William Knight Hall (born 1855) was a British socialist and anarchist activist.

==Biography==
Born in Buckinghamshire, Hall worked from the age of nine, initially plaiting straw, then as a farm labourer. He also spent time as a navvy, canal boat man, and a tram guard. During a period working in a foundry in Glasgow, he studied at night, learning French and Latin. He read works by Louis Blanc, which led him socialism, and in 1885 he joined the Social Democratic Federation (SDF).

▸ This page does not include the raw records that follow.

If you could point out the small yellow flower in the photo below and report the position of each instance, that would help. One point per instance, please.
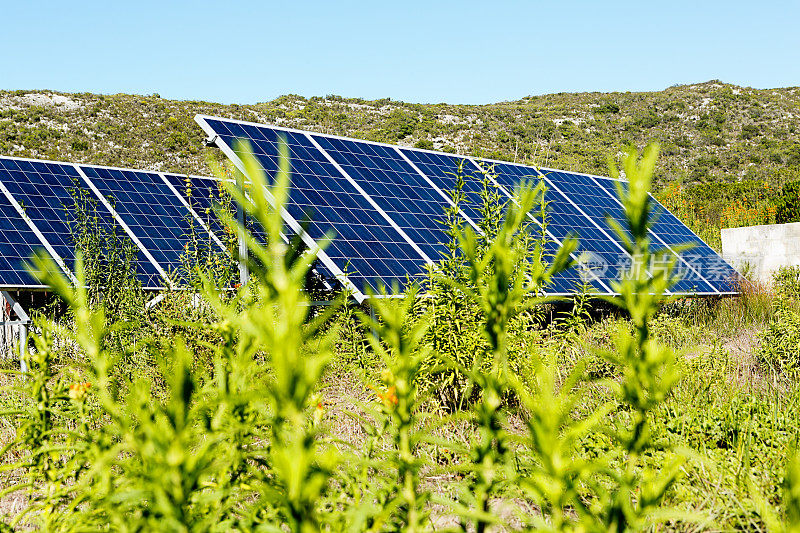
(78, 391)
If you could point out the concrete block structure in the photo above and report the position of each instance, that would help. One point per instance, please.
(761, 250)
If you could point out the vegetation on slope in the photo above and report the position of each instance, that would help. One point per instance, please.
(727, 151)
(247, 411)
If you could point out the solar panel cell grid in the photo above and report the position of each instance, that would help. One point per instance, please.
(45, 190)
(17, 245)
(598, 204)
(397, 188)
(442, 169)
(320, 192)
(705, 261)
(604, 256)
(150, 209)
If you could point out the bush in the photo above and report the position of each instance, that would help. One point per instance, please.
(780, 348)
(425, 144)
(788, 204)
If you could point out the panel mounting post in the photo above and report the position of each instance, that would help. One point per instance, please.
(244, 273)
(24, 321)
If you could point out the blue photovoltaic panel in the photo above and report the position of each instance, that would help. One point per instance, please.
(675, 233)
(578, 206)
(17, 244)
(442, 170)
(205, 195)
(371, 251)
(607, 258)
(45, 190)
(151, 210)
(397, 188)
(595, 202)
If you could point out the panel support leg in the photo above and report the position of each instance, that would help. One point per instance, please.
(24, 321)
(244, 274)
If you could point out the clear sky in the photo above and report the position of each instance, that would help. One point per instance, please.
(418, 51)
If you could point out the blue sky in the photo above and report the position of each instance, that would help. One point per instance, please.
(433, 51)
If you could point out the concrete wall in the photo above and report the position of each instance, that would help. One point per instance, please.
(763, 248)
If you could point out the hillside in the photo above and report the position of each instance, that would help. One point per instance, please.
(710, 132)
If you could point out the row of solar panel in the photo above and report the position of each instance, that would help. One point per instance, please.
(40, 206)
(385, 205)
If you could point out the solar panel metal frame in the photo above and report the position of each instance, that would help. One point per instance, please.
(504, 192)
(510, 195)
(213, 138)
(653, 199)
(290, 221)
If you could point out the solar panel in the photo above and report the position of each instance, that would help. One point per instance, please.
(367, 246)
(442, 170)
(203, 195)
(151, 210)
(17, 244)
(587, 194)
(385, 205)
(397, 188)
(46, 191)
(700, 261)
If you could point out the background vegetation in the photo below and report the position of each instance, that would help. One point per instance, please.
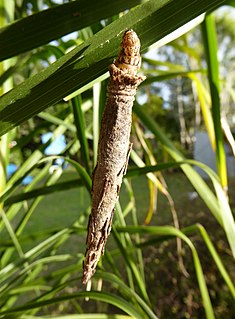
(172, 247)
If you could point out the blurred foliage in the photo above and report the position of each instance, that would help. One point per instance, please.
(173, 230)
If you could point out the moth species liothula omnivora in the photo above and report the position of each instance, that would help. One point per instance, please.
(114, 148)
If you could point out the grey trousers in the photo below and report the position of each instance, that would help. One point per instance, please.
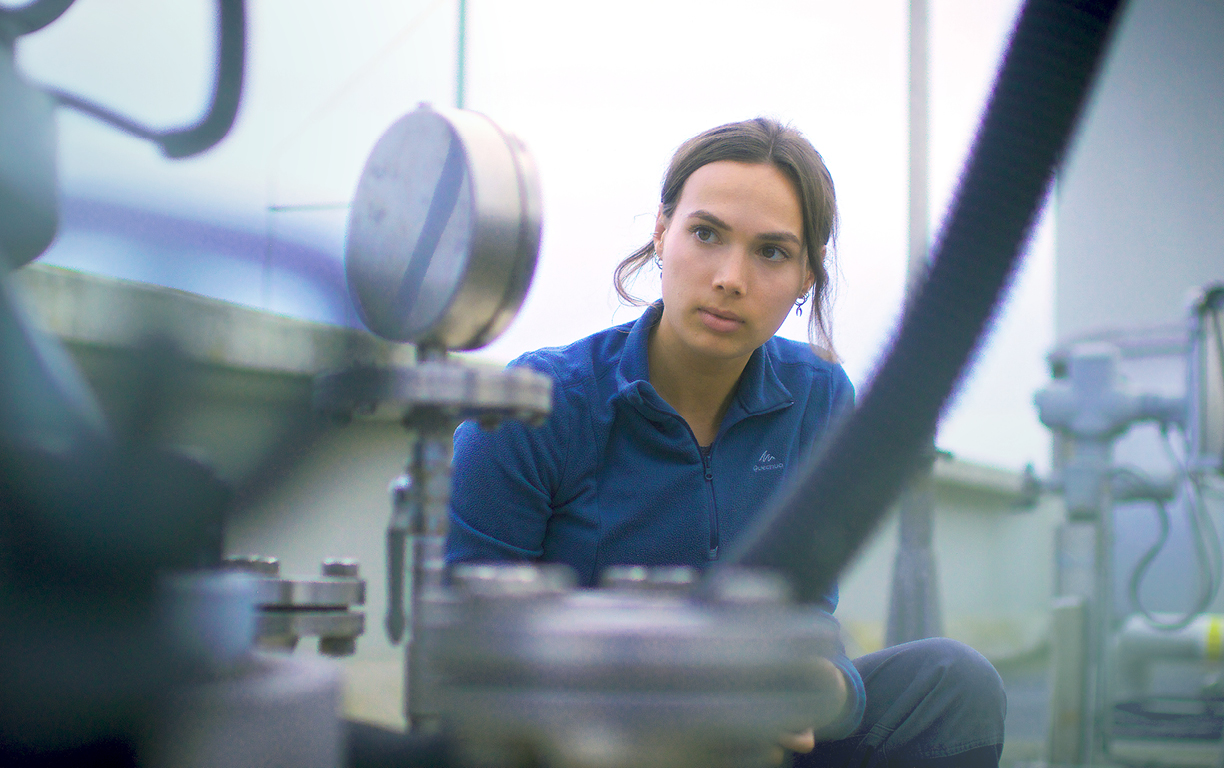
(933, 703)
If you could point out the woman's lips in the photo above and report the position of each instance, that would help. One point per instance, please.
(720, 321)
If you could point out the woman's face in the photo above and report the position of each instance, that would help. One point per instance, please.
(733, 260)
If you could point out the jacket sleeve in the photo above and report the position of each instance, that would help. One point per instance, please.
(503, 485)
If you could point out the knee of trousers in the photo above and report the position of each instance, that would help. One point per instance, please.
(959, 676)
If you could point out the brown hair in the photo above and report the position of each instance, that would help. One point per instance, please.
(760, 140)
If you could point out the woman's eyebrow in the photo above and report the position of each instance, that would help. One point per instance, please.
(771, 237)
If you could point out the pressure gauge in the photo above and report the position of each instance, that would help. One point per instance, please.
(443, 230)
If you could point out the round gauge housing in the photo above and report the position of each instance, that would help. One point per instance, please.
(444, 230)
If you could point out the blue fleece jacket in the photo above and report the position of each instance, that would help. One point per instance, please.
(616, 475)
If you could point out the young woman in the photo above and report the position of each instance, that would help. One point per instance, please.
(668, 432)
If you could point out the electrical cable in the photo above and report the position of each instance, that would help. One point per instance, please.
(223, 105)
(817, 523)
(1208, 554)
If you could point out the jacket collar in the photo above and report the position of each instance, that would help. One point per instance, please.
(759, 388)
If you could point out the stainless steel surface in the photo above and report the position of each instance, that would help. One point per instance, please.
(619, 677)
(443, 230)
(457, 391)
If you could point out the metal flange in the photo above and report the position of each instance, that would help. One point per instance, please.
(640, 676)
(457, 391)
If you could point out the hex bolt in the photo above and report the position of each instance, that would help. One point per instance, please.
(340, 566)
(252, 564)
(337, 646)
(654, 578)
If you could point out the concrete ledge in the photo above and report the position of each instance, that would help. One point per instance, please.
(100, 311)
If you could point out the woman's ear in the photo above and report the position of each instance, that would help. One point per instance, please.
(661, 222)
(809, 277)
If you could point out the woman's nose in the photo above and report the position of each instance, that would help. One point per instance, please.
(730, 276)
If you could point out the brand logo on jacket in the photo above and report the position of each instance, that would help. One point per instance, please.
(766, 462)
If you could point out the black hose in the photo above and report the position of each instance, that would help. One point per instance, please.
(15, 22)
(223, 105)
(819, 521)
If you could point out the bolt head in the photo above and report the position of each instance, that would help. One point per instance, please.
(340, 566)
(337, 646)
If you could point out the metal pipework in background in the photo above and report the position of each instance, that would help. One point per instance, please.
(1089, 409)
(442, 243)
(1205, 385)
(291, 608)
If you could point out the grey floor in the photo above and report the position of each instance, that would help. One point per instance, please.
(1028, 691)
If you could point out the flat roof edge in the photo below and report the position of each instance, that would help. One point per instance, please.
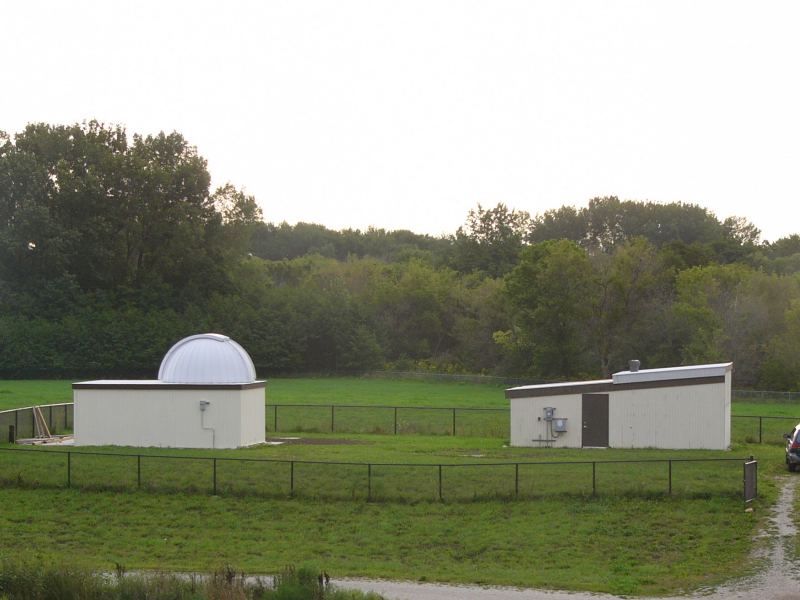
(158, 385)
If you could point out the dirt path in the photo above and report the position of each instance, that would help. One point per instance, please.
(779, 580)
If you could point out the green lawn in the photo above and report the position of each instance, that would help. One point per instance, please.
(412, 396)
(631, 538)
(390, 468)
(631, 546)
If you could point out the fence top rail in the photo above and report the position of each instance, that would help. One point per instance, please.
(375, 464)
(390, 406)
(39, 405)
(762, 417)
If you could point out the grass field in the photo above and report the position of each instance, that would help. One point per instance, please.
(629, 540)
(366, 393)
(630, 546)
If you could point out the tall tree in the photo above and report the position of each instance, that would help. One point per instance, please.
(490, 240)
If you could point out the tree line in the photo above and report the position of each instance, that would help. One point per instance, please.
(113, 247)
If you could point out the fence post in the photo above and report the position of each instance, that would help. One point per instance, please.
(670, 477)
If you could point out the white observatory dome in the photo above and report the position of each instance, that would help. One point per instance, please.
(207, 358)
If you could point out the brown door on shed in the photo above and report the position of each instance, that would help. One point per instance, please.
(595, 421)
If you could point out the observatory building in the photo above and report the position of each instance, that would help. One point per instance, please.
(206, 396)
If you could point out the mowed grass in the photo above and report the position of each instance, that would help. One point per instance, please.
(631, 538)
(388, 468)
(375, 400)
(620, 545)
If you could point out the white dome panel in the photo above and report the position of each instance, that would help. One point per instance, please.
(207, 358)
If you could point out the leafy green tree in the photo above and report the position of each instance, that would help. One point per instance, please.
(490, 241)
(551, 290)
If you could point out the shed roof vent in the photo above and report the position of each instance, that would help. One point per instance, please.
(207, 358)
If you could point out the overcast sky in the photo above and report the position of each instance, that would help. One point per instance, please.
(406, 114)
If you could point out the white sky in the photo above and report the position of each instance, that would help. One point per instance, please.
(406, 114)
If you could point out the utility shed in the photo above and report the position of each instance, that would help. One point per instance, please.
(206, 396)
(678, 407)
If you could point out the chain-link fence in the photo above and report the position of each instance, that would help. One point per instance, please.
(21, 423)
(456, 482)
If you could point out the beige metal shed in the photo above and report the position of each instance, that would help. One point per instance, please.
(677, 407)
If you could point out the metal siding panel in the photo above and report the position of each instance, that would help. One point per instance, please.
(674, 418)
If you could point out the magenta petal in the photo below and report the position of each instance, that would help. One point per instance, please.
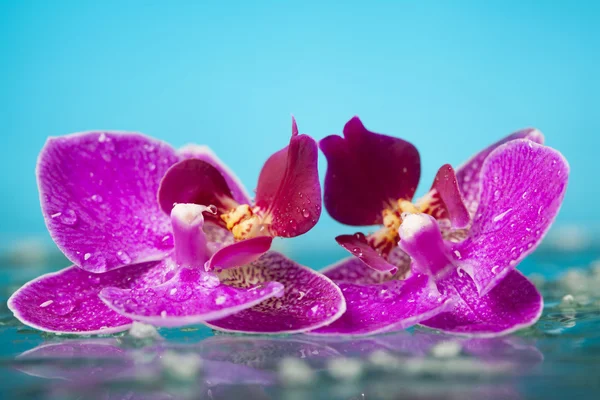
(513, 304)
(449, 202)
(523, 185)
(310, 299)
(468, 175)
(98, 196)
(386, 307)
(353, 270)
(366, 172)
(239, 253)
(289, 189)
(195, 181)
(191, 296)
(204, 153)
(357, 245)
(67, 301)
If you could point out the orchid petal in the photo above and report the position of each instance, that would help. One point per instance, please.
(386, 307)
(289, 189)
(98, 197)
(513, 304)
(239, 253)
(310, 299)
(67, 301)
(445, 199)
(353, 270)
(523, 184)
(357, 244)
(195, 181)
(468, 175)
(366, 172)
(204, 153)
(191, 296)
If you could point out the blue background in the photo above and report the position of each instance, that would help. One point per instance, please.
(449, 76)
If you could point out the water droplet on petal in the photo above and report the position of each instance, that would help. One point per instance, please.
(67, 217)
(123, 257)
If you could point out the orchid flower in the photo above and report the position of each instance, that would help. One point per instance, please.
(287, 203)
(449, 270)
(133, 261)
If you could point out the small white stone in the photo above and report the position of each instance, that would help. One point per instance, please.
(344, 368)
(446, 349)
(183, 367)
(295, 372)
(140, 330)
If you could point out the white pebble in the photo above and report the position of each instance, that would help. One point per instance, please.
(446, 349)
(183, 367)
(295, 372)
(344, 368)
(140, 330)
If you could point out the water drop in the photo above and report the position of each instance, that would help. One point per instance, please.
(67, 217)
(123, 257)
(62, 307)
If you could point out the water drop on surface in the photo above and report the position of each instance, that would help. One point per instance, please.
(123, 257)
(67, 217)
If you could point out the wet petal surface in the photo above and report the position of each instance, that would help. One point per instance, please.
(98, 196)
(67, 301)
(204, 153)
(195, 181)
(468, 175)
(310, 300)
(513, 304)
(366, 172)
(289, 188)
(523, 185)
(191, 296)
(386, 307)
(239, 253)
(359, 247)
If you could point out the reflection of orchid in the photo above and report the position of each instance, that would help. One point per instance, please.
(138, 258)
(459, 280)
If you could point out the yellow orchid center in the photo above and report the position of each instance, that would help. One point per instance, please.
(385, 239)
(243, 222)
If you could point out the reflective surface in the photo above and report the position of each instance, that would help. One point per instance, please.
(556, 358)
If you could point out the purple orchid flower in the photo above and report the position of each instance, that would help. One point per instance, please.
(446, 269)
(132, 261)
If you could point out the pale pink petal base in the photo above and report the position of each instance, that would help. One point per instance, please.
(310, 299)
(513, 304)
(98, 196)
(387, 307)
(191, 296)
(67, 301)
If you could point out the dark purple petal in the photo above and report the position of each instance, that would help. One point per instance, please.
(366, 173)
(204, 153)
(387, 307)
(513, 304)
(98, 196)
(445, 200)
(67, 301)
(357, 245)
(523, 185)
(468, 175)
(310, 299)
(288, 188)
(195, 181)
(239, 253)
(191, 296)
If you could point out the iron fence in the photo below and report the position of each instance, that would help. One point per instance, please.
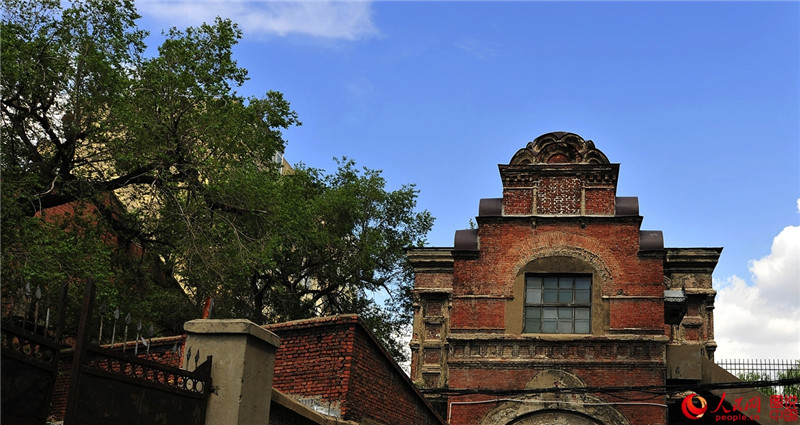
(765, 370)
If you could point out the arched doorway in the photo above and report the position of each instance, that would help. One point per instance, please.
(554, 417)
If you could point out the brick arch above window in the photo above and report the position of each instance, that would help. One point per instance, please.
(555, 408)
(562, 261)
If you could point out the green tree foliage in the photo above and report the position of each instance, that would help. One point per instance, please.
(172, 182)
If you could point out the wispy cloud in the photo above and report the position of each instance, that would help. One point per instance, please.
(329, 19)
(482, 50)
(762, 320)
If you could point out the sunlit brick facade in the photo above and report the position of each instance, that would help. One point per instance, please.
(558, 308)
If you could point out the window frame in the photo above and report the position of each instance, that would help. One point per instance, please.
(561, 303)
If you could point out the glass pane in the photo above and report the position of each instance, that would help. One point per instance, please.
(533, 296)
(565, 296)
(533, 326)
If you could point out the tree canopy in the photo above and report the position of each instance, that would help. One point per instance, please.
(153, 176)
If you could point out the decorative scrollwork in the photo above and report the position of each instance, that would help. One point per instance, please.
(136, 368)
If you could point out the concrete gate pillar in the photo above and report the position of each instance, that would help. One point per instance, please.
(242, 368)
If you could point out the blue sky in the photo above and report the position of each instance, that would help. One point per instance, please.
(698, 101)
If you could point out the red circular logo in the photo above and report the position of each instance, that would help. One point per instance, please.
(690, 410)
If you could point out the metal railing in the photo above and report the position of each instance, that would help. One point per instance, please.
(765, 370)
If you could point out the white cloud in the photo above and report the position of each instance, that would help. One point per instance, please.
(762, 320)
(330, 19)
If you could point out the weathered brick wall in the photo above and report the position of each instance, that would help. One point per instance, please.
(338, 359)
(380, 391)
(314, 359)
(555, 218)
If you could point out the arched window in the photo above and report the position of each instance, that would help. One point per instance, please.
(558, 303)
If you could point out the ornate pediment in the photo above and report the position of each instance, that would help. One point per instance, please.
(559, 148)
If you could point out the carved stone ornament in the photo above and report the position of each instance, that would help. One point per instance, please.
(559, 148)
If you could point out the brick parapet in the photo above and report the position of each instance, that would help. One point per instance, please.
(338, 359)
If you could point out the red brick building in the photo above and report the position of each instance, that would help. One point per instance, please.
(558, 308)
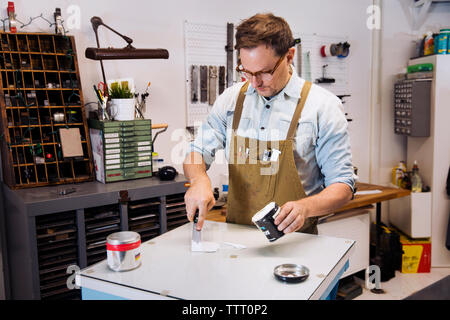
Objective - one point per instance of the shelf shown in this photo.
(419, 10)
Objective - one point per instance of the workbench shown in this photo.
(47, 231)
(170, 270)
(351, 221)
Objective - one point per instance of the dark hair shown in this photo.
(265, 29)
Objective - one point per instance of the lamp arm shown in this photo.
(97, 21)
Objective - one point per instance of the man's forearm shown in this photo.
(328, 200)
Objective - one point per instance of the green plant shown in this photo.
(120, 90)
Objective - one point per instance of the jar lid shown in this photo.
(123, 237)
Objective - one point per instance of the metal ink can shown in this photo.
(265, 221)
(123, 250)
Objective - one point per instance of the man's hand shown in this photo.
(199, 196)
(292, 216)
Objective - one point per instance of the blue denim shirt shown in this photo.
(322, 151)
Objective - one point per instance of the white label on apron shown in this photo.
(114, 145)
(110, 151)
(113, 156)
(112, 161)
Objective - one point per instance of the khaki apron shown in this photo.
(251, 184)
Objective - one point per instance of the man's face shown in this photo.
(263, 58)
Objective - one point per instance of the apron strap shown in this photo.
(298, 110)
(239, 106)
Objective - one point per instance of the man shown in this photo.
(285, 139)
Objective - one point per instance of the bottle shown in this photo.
(416, 181)
(398, 173)
(12, 17)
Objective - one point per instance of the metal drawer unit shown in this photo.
(144, 218)
(412, 100)
(56, 236)
(175, 211)
(47, 232)
(99, 223)
(122, 149)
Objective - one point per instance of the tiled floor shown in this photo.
(404, 284)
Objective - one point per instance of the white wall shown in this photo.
(159, 24)
(397, 37)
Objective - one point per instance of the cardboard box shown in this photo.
(416, 256)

Hall left Glasgow to work as a miner in North Staffordshire, and he then relocated to a pit in Pendleton. He stood for the SDF in the Salford School Board election of 1891, but was not elected. He then stood in Salford South at the 1892 UK general election, Robert Cunninghame-Graham chairing a meeting on his behalf, at which he stresses that Hall was a worker, not a paid activist. Hall came bottom of the poll with 553 votes, which was widely considered to have cost the Liberal Party candidate the seat.

Disappointed by his performance, Hall became a founder of the Manchester Independent Labour Party, but then became interested in anarchism. He moved to Glasgow, then spent time in Edinburgh, where he wrote The Farce of the Ballot Box. He died in the first decade of the 20th century.